Houvardas und seine Buehnenbildnerin Eva Manidaki bestuecken das Geschehen vom Anfang bis zum Ende mit Versatzstuecken aus dem Zirkusmilieu. Der Tierbaendiger aus dem Prolog gibt gewissermassen die Richtung der Inszenierung vor. Der Regisseur erzaehlt in einer komprimierten Fassung des Stuecks wie eine junge Frau als Projektionsflaeche fuer Maennerphantasien herhalten muss, wie sie dressiert wird, wie sie gesellschaftlich auf- und absteigt. Die Handlung spielt sich in einer Mischung aus Manege und Turnhalle ab, zwischen Hochseil, Barren, Reck und Vorhaengen. Houvardas bleibt dabei ganz nah an Wedekind und verzichtet auf Aktualisierungen. Die Kostueme von Ioanna Tsami ruecken die Handlung zwar mehr in die Gegenwart, signalisieren aber eher Zeitlosigkeit als Zeitgenossenschaft. Die aufgebotene Symbolik macht fraglos Sinn, scheint aber die Schauspielerinnen und Schauspieler auch etwas in ihrem Aktionsradius einzuengen. So klar das Beziehungsgefuege von Houvardas freigelegt wird, so distanziert wirkt sein Blick auf die Figuren. Wedekinds „Lulu“ erscheint zu sehr als Lehrstueck, denn als lebendige Manege. Der Aussage im Prolog, dass Lulu „das wahre Tier, das wilde, schoene Tier“ sei, vermittelt sich trotz sehenswerter Momente zu wenig in dieser Produktion. Interessant ist, und darauf muss hingewiesen werden, die Musik von Thodoris Economou, welche dem Stueck eine durchgehende musikalische Struktur verleiht. Geschickt nutzt Houvardas die toten Maenner als Klangerzeuger: ‚Geistermusik‘ begleitet so das spaetere Geschehen.

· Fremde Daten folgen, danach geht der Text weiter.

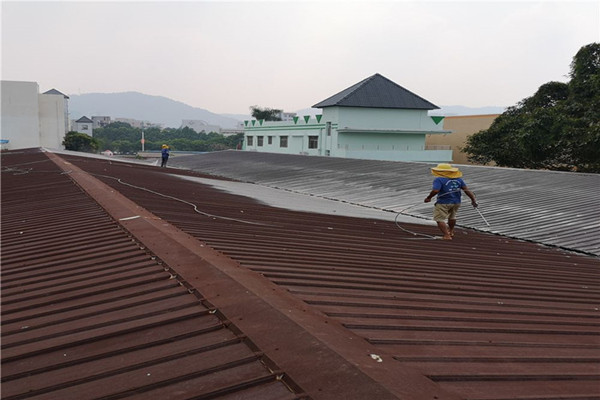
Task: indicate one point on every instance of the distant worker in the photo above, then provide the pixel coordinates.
(165, 155)
(447, 186)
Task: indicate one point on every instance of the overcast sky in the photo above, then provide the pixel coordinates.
(227, 56)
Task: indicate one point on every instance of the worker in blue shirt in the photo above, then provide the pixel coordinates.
(165, 155)
(447, 186)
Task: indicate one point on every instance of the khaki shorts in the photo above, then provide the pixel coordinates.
(442, 212)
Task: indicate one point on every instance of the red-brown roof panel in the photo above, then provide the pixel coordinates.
(483, 316)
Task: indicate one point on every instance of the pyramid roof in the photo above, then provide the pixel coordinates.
(377, 91)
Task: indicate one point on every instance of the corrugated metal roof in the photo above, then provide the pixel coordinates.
(377, 92)
(483, 316)
(548, 207)
(88, 312)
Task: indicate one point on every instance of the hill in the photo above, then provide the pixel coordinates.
(169, 112)
(143, 107)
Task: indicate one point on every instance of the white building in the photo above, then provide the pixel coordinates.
(84, 125)
(374, 119)
(100, 121)
(32, 119)
(200, 126)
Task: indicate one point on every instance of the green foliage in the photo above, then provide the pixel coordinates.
(267, 114)
(124, 138)
(80, 142)
(558, 128)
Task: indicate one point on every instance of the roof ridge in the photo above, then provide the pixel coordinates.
(357, 86)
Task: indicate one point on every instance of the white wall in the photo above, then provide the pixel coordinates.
(52, 120)
(20, 115)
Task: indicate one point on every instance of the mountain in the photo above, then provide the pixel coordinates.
(143, 107)
(169, 112)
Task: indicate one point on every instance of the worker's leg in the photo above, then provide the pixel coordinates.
(444, 228)
(440, 214)
(451, 224)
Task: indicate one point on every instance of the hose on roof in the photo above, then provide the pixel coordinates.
(424, 235)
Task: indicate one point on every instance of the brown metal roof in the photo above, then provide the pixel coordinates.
(482, 317)
(88, 312)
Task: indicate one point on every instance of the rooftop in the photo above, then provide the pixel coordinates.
(123, 280)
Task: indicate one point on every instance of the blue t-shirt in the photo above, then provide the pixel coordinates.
(450, 190)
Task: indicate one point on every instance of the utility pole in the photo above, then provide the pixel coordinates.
(143, 140)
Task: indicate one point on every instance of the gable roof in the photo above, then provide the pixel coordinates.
(54, 91)
(377, 92)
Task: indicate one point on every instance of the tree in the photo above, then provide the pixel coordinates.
(80, 142)
(557, 128)
(267, 114)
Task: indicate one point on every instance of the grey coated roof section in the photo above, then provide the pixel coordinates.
(552, 208)
(377, 92)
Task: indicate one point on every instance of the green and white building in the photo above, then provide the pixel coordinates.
(375, 119)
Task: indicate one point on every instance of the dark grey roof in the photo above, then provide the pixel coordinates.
(548, 207)
(54, 91)
(377, 92)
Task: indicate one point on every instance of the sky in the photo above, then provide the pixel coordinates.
(225, 56)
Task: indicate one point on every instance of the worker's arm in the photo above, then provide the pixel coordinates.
(471, 196)
(431, 195)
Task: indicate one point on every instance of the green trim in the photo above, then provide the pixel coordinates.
(437, 120)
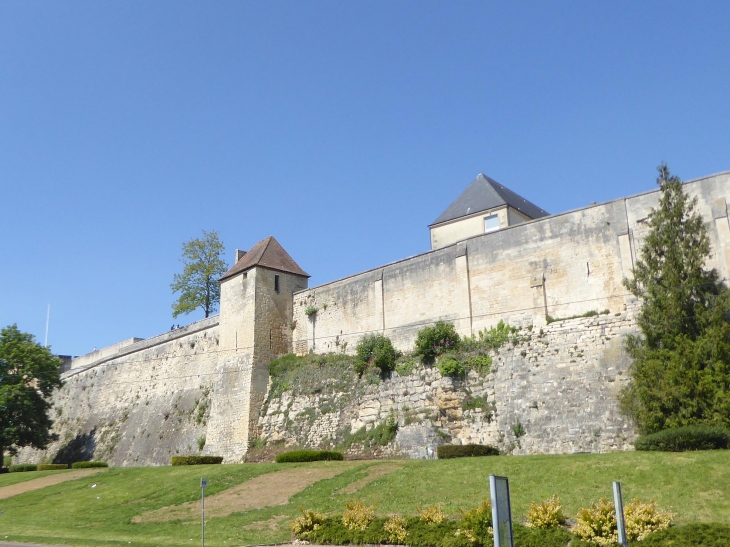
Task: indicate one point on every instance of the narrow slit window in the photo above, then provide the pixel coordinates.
(491, 223)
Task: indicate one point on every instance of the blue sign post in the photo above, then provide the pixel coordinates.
(501, 511)
(203, 486)
(618, 503)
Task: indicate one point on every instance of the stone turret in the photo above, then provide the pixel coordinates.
(255, 328)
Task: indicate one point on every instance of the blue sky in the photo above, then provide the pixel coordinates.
(341, 128)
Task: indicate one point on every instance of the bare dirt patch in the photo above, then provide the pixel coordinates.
(262, 491)
(373, 473)
(43, 482)
(271, 524)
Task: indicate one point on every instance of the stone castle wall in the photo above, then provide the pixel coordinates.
(559, 266)
(560, 382)
(141, 402)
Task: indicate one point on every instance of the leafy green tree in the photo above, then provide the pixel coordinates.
(681, 369)
(198, 285)
(28, 375)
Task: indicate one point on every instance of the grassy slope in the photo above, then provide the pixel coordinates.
(695, 485)
(7, 479)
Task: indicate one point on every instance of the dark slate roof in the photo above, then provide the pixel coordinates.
(483, 194)
(269, 254)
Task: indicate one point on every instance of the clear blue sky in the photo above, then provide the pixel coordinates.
(341, 128)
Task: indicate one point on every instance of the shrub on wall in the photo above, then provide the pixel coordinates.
(23, 468)
(449, 365)
(686, 438)
(437, 339)
(377, 350)
(308, 456)
(446, 451)
(52, 466)
(196, 460)
(87, 465)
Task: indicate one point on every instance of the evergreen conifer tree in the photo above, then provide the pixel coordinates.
(681, 369)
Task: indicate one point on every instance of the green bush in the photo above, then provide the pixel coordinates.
(683, 439)
(446, 451)
(377, 350)
(437, 339)
(196, 460)
(690, 535)
(308, 456)
(86, 465)
(23, 468)
(331, 531)
(380, 435)
(51, 466)
(449, 365)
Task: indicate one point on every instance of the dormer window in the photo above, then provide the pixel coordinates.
(491, 223)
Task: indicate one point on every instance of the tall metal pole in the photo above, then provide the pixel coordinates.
(619, 507)
(203, 484)
(48, 320)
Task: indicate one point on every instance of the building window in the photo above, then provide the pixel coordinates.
(491, 223)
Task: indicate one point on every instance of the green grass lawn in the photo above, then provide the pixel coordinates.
(696, 485)
(7, 479)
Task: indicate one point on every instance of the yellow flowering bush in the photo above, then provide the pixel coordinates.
(643, 518)
(308, 522)
(597, 523)
(547, 514)
(357, 516)
(395, 527)
(432, 514)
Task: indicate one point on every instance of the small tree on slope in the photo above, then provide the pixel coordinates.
(681, 369)
(198, 285)
(28, 375)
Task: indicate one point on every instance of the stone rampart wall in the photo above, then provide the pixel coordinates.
(143, 407)
(559, 382)
(558, 266)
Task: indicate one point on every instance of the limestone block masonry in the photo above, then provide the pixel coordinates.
(559, 383)
(203, 388)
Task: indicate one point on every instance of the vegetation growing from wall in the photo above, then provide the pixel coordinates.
(380, 435)
(472, 352)
(681, 370)
(376, 350)
(591, 313)
(436, 339)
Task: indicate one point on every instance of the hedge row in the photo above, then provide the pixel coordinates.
(446, 451)
(422, 534)
(683, 439)
(85, 465)
(308, 456)
(196, 460)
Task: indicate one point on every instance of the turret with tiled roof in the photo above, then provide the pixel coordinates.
(267, 253)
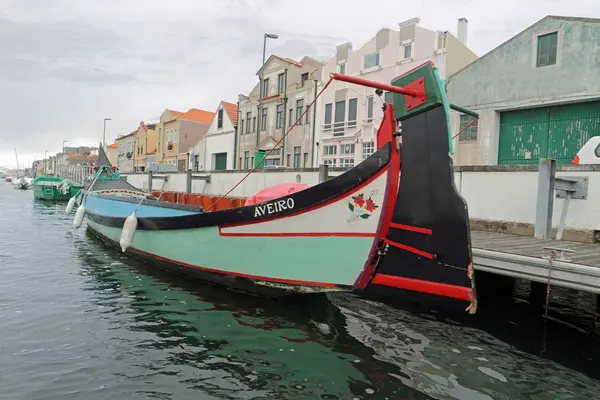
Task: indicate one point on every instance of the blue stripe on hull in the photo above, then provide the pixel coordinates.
(115, 208)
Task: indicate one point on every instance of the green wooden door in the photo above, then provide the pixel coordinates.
(557, 132)
(220, 161)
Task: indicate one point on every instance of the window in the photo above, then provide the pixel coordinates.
(280, 83)
(370, 109)
(352, 103)
(265, 88)
(299, 109)
(371, 60)
(272, 161)
(347, 148)
(340, 115)
(347, 162)
(263, 120)
(330, 150)
(297, 152)
(327, 125)
(303, 79)
(220, 119)
(368, 149)
(547, 48)
(280, 116)
(407, 50)
(471, 132)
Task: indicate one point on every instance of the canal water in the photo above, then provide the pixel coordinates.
(82, 321)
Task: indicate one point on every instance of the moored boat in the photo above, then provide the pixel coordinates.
(365, 231)
(47, 187)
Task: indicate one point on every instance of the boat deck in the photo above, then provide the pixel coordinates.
(526, 257)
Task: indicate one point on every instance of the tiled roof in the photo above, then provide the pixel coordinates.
(231, 111)
(197, 115)
(175, 114)
(126, 136)
(293, 62)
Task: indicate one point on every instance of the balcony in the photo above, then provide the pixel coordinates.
(339, 128)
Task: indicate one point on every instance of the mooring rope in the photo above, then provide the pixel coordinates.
(276, 144)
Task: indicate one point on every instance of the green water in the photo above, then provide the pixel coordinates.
(81, 321)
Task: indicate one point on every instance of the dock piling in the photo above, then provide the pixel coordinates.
(323, 173)
(545, 198)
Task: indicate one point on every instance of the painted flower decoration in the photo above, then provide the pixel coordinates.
(361, 207)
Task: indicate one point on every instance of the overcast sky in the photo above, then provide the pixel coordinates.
(65, 65)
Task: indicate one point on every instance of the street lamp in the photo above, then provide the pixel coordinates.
(260, 89)
(104, 132)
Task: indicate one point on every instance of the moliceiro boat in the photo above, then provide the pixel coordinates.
(366, 231)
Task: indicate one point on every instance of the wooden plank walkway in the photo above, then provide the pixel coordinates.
(523, 257)
(586, 253)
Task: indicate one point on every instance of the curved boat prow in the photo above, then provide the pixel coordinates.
(424, 251)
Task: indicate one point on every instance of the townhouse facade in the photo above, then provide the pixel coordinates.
(349, 115)
(217, 149)
(178, 132)
(126, 152)
(145, 146)
(286, 88)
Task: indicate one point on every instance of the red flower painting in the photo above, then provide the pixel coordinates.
(361, 207)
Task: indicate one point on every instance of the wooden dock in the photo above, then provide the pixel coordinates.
(525, 257)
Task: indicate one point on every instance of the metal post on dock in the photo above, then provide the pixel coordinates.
(545, 198)
(188, 181)
(323, 173)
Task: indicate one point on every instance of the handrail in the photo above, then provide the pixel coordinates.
(464, 110)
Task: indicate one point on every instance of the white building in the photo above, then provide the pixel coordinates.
(349, 115)
(125, 152)
(216, 150)
(288, 87)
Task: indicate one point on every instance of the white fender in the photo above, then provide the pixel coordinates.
(79, 216)
(70, 205)
(129, 228)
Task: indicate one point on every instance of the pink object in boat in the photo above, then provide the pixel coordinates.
(275, 192)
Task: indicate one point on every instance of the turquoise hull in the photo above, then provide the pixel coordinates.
(310, 261)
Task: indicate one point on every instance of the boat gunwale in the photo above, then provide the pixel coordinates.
(358, 176)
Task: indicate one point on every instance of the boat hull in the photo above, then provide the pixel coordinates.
(316, 240)
(52, 193)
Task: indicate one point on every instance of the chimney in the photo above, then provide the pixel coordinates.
(462, 30)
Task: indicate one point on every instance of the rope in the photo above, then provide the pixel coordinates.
(551, 260)
(465, 128)
(276, 144)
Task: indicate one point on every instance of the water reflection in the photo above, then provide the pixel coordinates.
(229, 345)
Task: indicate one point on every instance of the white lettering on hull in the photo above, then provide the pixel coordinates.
(273, 207)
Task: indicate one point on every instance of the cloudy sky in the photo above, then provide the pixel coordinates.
(65, 65)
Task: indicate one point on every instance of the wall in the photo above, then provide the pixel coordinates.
(507, 79)
(392, 63)
(502, 194)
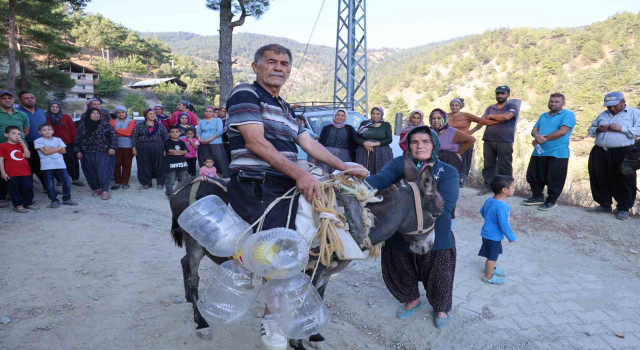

Karyofyllia Karabeti ist eine attraktive Lulu, aber auch eine, der man das Animalische nicht recht abnehmen will. Ihr Auftreten wirkt etwas zu kalkuliert. Von den Maennern ist es vor allem Haris Frangoulis als Alwa der mit seinem impulsiven Spiel Eindruck macht. Akis Sakellariou als Dr. Schoen und Konstantinos Avarikiotis als Dr. Goll geben ebenfalls eine gute Figur ab, waehrend die Geschwitz von Alkistis Poulopoulou deutlich zu blass bleibt. In weiteren Rollen sind Andreas Konstantinou als Rodrigo, Giorgos Biniaris als Schigolch und Nikos Hatzopoulos Tierbaendiger zu erleben. Zum Teil uebernehmen die Schauspieler in der zweiten Haelfte des Abends weitere Rollen. Yannis Houvardas bringt eine solide, handwerklich gute Inszenierung auf die Buehne. Funken schlaegt der Abend jedoch selten.

Das Publikum spendet am Schluss freundlichen Beifall.